You want to know a funny, kind of counter-intuitive way to spot a professional? His craft kicks his ass sometimes. He wants to rip his hair out in frustration because he just can’t put all the pieces together yet. He cares that much about his work.
The “good enough” type of person would never sweat it. He’d shrug, recite his mantra—“it’s good enough”—and blithely carry on with the next uninspired task. And life repays him in kind—with good enough pay, good enough recognition, good enough opportunities.
Don’t be that person.
It’s okay to be discontent with circumstances and strive for things uncomfortably larger. It’s okay to always want more. Don’t try to avoid dissatisfaction—use it to spur you on to greater things, because that’s where true satisfaction is.
I’m talking about the attainment of BIG goals. The production of BIG effects. Why settle for anything less?
Don’t swing completely to the other end of this spectrum, though: The perfectionist that is never satisfied with anything, that can be pleased by nothing and no one, and that has a rapacious, insatiable drive. That’s no way to live, either.
There’s a balance that you have to strike. Any movement in the right direction should be celebrated, even if it’s just for a moment. Those little steps, when reinforced, can turn into leaping strides. The greatest geniuses in history had incredibly “unattainable” goals but, ironically, they were also incredibly patient.

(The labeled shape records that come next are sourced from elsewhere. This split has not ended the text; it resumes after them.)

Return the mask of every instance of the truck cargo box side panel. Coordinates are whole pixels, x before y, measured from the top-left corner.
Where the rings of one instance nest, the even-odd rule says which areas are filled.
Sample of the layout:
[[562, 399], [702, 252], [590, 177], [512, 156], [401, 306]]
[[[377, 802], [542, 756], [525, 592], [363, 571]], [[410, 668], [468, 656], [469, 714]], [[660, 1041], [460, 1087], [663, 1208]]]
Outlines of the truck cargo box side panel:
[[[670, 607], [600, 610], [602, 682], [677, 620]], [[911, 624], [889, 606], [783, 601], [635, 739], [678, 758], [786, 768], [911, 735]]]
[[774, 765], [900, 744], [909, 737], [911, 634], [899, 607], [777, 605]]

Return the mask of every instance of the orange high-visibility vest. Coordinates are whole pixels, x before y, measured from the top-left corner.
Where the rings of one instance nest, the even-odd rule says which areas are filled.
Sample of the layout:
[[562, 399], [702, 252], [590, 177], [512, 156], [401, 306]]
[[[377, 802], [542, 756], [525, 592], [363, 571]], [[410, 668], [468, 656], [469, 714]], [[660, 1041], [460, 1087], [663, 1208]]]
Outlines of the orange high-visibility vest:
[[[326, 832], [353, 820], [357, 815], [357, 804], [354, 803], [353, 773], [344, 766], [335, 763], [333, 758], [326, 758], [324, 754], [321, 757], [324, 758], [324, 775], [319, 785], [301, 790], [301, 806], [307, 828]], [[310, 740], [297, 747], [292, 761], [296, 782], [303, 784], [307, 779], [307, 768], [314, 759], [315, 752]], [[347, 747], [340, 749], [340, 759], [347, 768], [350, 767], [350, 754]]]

While working on the lightbulb, Edison famously wrote, “I have not failed 10,000 times. I have successfully found 10,000 ways that will not work.”
Don’t let minor failures convince you to abandon your dreams and replace them with vague, colorless visions that are “good enough.” Always push back. Always figure out how to do it better. Never compromise with what you know you can accomplish.
You are important—maybe more than you know—and you can make a difference in the world. Take it upon yourself to become extraordinary. The world needs you.
As Paul Hawken said in his moving commencement address, “You are brilliant, and the earth is hiring.” Are you up for the job?